The arrest further cements the Tweed Byron’s reputation as New South Wales’ worst area for drink-driving, Sgt Garner said.
“Everyone knows we’re the worst in the state.”
Sgt Garner said the woman was stopped by police in a Lexus four-wheel-drive for a random breath test about 11.10am in Sutherland Street, Kingscliff.
She was taken to Kingscliff Police Station where she recorded a reading of .325 and was charged with high-range drink-driving.
The woman will appear in Tweed Heads Local Court on January 25.

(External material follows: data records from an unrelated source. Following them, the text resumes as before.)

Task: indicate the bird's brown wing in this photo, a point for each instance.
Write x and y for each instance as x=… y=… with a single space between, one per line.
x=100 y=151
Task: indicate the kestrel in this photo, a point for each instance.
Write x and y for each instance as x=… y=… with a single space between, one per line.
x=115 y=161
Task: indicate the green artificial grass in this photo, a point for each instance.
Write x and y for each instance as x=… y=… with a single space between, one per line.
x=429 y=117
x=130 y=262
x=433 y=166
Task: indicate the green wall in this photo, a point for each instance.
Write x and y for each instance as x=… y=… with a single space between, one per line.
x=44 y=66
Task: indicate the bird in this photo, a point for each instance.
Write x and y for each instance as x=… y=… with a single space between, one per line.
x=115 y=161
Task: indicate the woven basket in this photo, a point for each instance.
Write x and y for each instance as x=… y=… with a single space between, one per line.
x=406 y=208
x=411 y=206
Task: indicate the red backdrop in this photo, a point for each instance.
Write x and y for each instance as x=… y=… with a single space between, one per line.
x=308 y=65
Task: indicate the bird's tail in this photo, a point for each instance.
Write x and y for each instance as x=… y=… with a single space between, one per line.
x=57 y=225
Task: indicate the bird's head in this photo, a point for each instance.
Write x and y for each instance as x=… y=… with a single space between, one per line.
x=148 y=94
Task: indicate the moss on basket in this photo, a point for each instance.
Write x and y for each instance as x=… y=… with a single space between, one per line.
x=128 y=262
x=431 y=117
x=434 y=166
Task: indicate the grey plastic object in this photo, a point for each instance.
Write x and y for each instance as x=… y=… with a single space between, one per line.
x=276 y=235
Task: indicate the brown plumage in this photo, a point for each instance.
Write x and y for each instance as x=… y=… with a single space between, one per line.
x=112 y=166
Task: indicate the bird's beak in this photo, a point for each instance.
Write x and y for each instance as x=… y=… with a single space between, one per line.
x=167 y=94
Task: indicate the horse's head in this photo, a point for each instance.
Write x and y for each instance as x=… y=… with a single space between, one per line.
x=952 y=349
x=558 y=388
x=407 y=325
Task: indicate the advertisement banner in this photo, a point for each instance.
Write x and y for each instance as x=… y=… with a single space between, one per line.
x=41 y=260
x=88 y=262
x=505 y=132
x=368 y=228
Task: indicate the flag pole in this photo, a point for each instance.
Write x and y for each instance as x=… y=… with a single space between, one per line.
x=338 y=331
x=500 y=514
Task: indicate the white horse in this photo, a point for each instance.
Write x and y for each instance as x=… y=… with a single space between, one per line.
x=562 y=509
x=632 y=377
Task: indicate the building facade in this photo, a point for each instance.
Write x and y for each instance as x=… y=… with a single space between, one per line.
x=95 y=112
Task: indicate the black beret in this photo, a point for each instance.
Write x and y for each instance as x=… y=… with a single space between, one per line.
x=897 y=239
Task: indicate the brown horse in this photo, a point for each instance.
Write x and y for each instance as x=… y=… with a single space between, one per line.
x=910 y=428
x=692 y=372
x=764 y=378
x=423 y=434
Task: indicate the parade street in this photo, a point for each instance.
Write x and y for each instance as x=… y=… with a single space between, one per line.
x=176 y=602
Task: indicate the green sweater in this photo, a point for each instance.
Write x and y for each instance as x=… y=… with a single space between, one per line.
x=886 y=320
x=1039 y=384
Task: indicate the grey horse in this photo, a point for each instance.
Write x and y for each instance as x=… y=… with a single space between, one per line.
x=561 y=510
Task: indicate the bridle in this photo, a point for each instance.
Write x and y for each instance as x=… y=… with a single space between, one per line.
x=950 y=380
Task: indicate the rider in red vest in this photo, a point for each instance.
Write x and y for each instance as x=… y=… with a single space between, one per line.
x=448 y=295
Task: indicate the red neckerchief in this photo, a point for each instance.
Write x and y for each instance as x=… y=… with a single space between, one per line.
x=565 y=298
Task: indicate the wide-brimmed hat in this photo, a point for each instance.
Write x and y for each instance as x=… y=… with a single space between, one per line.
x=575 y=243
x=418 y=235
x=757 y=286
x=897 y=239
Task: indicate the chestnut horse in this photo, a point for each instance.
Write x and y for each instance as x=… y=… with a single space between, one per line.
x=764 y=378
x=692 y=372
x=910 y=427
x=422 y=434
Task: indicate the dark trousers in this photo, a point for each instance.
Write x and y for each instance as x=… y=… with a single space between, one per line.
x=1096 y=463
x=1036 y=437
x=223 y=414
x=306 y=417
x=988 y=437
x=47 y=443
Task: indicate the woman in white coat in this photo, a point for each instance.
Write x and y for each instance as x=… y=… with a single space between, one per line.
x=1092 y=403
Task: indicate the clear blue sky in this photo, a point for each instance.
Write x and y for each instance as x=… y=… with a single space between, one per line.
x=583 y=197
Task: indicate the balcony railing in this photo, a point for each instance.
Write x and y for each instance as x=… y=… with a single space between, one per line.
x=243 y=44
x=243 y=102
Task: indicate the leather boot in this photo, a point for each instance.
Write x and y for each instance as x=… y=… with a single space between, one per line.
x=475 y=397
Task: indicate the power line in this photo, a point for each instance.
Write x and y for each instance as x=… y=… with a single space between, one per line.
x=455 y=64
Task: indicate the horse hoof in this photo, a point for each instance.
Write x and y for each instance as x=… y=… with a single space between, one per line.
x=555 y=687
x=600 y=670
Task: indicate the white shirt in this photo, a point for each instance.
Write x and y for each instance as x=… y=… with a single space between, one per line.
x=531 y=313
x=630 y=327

Grant David Robinson, 42, of Tweed Heads West, who has never held a licence, pleaded guilty to high-range drink-driving while at the wheel of an unregistered, uninsured vehicle. He was disqualified from driving for three years and ordered to do 250 hours of community service, 20 hours of personal development and pay $1276 in fines. It was his sixth drink-driving offence.
Paul John Worth, 42, received the same community service hours as Robinson for his high-range drink-driving (.190 per cent). For having two unrestrained passengers in the car at the time of the offence he was fined a total of $826. Worth had two similar drink-driving offences on his record.
Rhiannon Paula Griffin blew .150 per cent (high-range) and was fined $826 and handed a 15 month disqualification from driving. It was her first drink-driving offence.